This post will be even more rambley and less on topic than my normal posts, so beware. I wouldn’t go as far as to advise you to not read it, but I will say that for the sort of person I imagine as my target audience, I expect it to be much less interesting than my normal posts.
This is nominally a chemistry blog, but of the posts I’ve written so far, most of them are not really about chemistry. I think there are a few reasons for this. I’ve deliberately started with the most fundamental stuff, because I expect future posts that are actually about chemistry to build on that. This is strongest in Start at the Very Beginning, which is explicitly about laying the foundations in physics that I’ll need to make the chemistry bits out of. I have a tendency, as you may have noticed, to go progressively deeper into the theories underlying the theories I’m thinking about, this tendency only being stopped when I run into the wall of trying to understand quantum field theory. I somewhat get it, but not properly. I’m blaming the fact that I’m too much of a mathematician and the failure of the physicists to develop a mathematically consistent complete theory bothers me too much for me to focus on the bits which do work fine as excellent approximations (my undergraduate dissertation was on how a certain very restricted case of the path integral could be made actually rigorous). Even the dirac delta function, which I acknowledge is very useful, bothers me. All this is true, but there’s also the possible less charitable explanation that I’m just not clever or hard-working enough to get it.
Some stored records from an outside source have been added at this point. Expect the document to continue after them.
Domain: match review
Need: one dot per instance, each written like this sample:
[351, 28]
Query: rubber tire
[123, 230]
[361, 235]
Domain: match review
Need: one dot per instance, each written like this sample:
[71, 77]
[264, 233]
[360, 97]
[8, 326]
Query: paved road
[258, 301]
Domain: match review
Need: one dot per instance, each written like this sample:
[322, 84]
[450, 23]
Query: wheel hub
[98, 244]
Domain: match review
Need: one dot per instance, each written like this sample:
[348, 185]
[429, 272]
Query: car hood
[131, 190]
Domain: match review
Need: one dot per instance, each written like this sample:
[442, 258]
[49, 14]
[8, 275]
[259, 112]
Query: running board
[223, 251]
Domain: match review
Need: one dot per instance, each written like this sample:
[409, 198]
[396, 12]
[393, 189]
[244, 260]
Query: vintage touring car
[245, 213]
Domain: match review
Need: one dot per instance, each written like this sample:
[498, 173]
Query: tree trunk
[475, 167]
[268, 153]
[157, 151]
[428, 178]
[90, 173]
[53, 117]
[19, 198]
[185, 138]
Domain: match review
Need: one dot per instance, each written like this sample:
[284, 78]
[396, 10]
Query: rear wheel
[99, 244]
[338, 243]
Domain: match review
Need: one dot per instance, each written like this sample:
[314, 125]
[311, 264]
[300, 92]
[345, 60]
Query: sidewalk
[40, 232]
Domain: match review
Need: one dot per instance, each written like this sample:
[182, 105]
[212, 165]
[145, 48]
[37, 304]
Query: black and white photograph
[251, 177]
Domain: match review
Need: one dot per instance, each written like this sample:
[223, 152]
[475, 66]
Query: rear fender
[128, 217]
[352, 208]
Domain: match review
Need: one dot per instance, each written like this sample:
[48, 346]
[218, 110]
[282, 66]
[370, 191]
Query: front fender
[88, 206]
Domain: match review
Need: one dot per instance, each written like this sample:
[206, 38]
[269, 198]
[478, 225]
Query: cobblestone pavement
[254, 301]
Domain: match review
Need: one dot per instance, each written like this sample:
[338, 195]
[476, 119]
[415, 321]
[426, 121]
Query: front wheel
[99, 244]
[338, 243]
This need to explain the basics before anyone can understand what comes after is also behind Scale and Parameters to some extent.
The second reason is that this sort of stuff, which I can work out in my head and on paper rather than needing computer simulations, is just easier, so I might as well go for the low-hanging fruit. It’s also more significant. The general property of scale invariance is one of the most important things that makes 4D chemistry distinct, and the properties of individual elements are often just specific instances of that.
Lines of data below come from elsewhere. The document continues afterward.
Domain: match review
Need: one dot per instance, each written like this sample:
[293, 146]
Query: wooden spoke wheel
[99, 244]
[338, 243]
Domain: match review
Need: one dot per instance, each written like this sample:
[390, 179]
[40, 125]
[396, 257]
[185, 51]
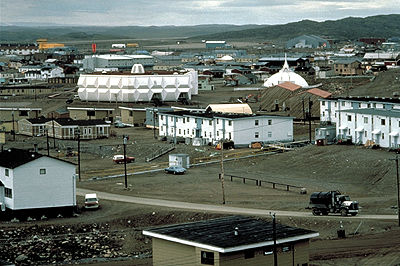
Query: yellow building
[233, 240]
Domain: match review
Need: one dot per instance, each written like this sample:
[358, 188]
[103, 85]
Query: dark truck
[332, 202]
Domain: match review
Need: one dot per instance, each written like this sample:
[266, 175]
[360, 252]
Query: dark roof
[366, 99]
[218, 114]
[40, 120]
[72, 122]
[219, 233]
[13, 158]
The two-and-a-halfth reason, related to the second, is that I’m not very confident in the results of my simulations yet, and I want to reach something I can actually be sure is correct before presenting it to the world as facts. I’m pretty sure the broad strokes are correct, but a lot of the broad strokes is the same stuff I’ve already covered in more abstract ways anyway. I don’t have the advantage that actual computational chemistry researchers have of comparing their results to reality. I have done some 3D simulations precisely to be able to do this, but even when that works I still need to be able to trust that the same things generalise to 4D too.
The three-and-a-halfth reason I suppose is simply that it’s still early and I haven’t written much yet. I will cover the more chemistry-ey topics of various compounds and crystals and reactions and colours and so on in due course. That being very slowly, evidently, because I do not have the motivation to do this sort of research very often.
I feel a bit odd about writing here because I don’t even know if I have any actual readers at all. I started this blog because I had been asked a few times whether there was anywhere to read more about my 4D chemistry project, but that hasn’t actually happened since I started it. I’m sure there must be some way to get WordPress to track hits, but I haven’t found it yet. I don’t want to use Google Analytics because it feels ridiculous to have to use cookies just to track hits. I get annoyed at there being cookie popups on every website nowadays so now that I have my own website I’m trying to avoid using them frivolously when there’s no good reason a user would want them. For all I know WordPress does it automatically anyway. I should probably check that. I could just look at the server logs but that’s a pain and it doesn’t distinguish between genuine people and bot traffic. Probably that’s what GA is for. I have had a few comments, but all of them were either obviously spam or both plausible spam (not actually referring to anything specific in the post they responded to) and sufficiently uninformative that I didn’t much mind removing them anyway.
I know this is conventional wisdom but I still get surprised the extent to which actually trying to write out my thoughts and explain them to someone else (even if, as I said, I’m not sure that person actually exists) helps clarify them in my own mind. I have a strong tendency to prefer working things out in my head rather than on paper, to the extent I would often get told off in school for not showing my working. I guess my teachers were kind of right. Who’d have thought it?